By her chair stood poor Stephen Barron, absorbed in her every look and
tone. Occasionally she threw him a word--Rose thought for pure mischief;
and his whole face would light up.
In the centre of the circle round Hester stood one of the Oxford lads, a
magnificent fellow, radiating health and gayety, who was trying to wear
her down in one of the word-games of the day. They fought hard and
breathlessly, everybody listening partly for the amusement of the game,
partly for the pleasure of watching the good looks of the young creatures
playing it. At last the man turned on his heel with a cry of victory.
"Beaten!--beaten!--by a hair. But you're wonderful, Miss Fox-Wilton. I
never found anybody near so good as you at it before, except a man I met
once at Newmarket--Philip Meryon--do you know him? Never saw a fellow so
good at games. But an awfully queer fish!"
It seemed to the morbid sensitiveness of Rose that there was an
instantaneous and a thrilling silence. Hester tossed her head; her
colour, after the first start, ebbed away; she grew pale.
"Yes, I do know him. Why is he a queer fish? You only say that because he
beat you!"
The young man gave a half-laugh, and looked at his friends. Then he
changed the subject. But Hester got up impatiently from her seat, and
would not play any more. Rose caught the sudden intentness with which
Alice Puttenham's eyes pursued her.
Stephen Barron came to the help of his hostess, and started more games.
Rose was grateful to him--and quite intolerably sorry for him.

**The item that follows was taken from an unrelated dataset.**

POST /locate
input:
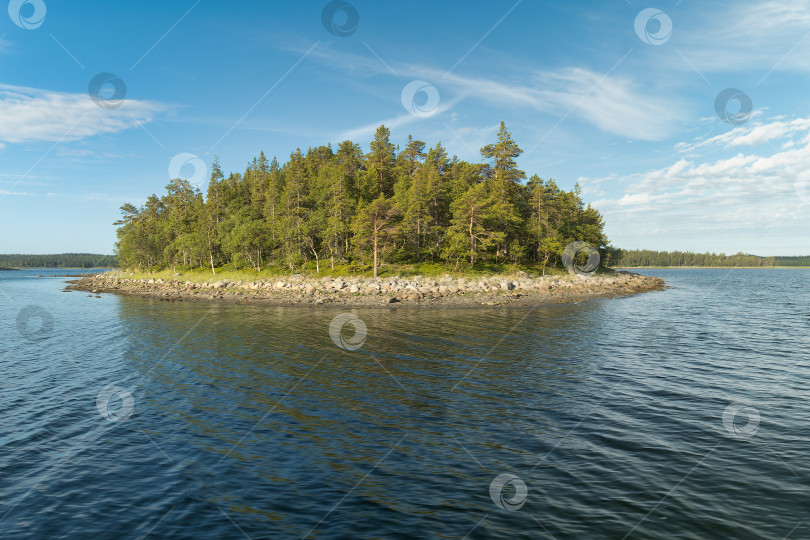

"But why was I obliged to shake hands with the other brother?" she
thought rebelliously, as she watched the disagreeable face of Maurice
Barron, who had been standing in the circle not far from Hester. He had a
look of bad company which displeased her; and she resented what seemed to
her an inclination to stare at the pretty women--especially at Hester,
and Miss Puttenham. Heavens!--if that odious father had betrayed anything
to such a son! Surely, surely it was inconceivable!
The party was beginning to thin when Meynell, impatient to be quit of his
Cabinet Minister that he might find Mary Elsmere before it was too late,
hurried from the green drawing-room, in the wake of Mr. Norham, and
stumbled against a young man, who in the very imperfect illumination had
not perceived the second figure behind the Home Secretary.
"Hullo!" said Meynell brusquely, stepping back. "How do you do? Is
Stephen here?"
Maurice Barron answered in the affirmative--and added, as though from the
need to say something, no matter what:
"I hear there are some coins to be seen in there?"
"There are."
Meynell passed on, his countenance showing a sternness, a contempt
even, that was rare with him. He and Norham passed through the next
drawing-room, and met various acquaintances at the farther door. Maurice
Barron stood watching them. The persons invading the room had come
intending to see the coins. But meeting the Home Secretary they turned
back with him, and Meynell followed them, eager to disengage himself from
them. At the door some impulse made him turn and look back. He saw
Maurice Barron disappearing into the green drawing-room.
* * * * *
The night was soft and warm. Catharine and Mary had come prepared to walk
home, Catharine eagerly resuming, now that her health allowed it, the
Spartan habits of their normal life. Flaxman was drawn by the beauty of
the moonlight and the park to offer to escort them to the lower lodge.
Hester declared that she too would walk, and carelessly accepted
Stephen's escort. Meynell stepped out from the house with them, and in
the natural sequence of things he found himself with Mary.
Flaxman and Catharine, who led the way, hardly spoke to each other. They
walked, pensive and depressed. Each knew what the other was thinking of,
and each felt that nothing was to be gained for the moment by any fresh
talk about it. Just behind them they could hear Hester laughing and
sparring with Stephen; and when Catharine looked back she could see
Meynell and Mary far away, in the distance of the avenue they were
following.
* * * * *
The great lime-trees on either side threw long shadows on grass covered
with the fresh fallen leaf, which gleamed, a pale orange, through the
dusk. The sky was dappled with white cloud, and the lime-boughs overhead
broke it into patterns of delight. The sharp scent of the fallen leaves
was in the air; and the night for all its mildness prophesied winter.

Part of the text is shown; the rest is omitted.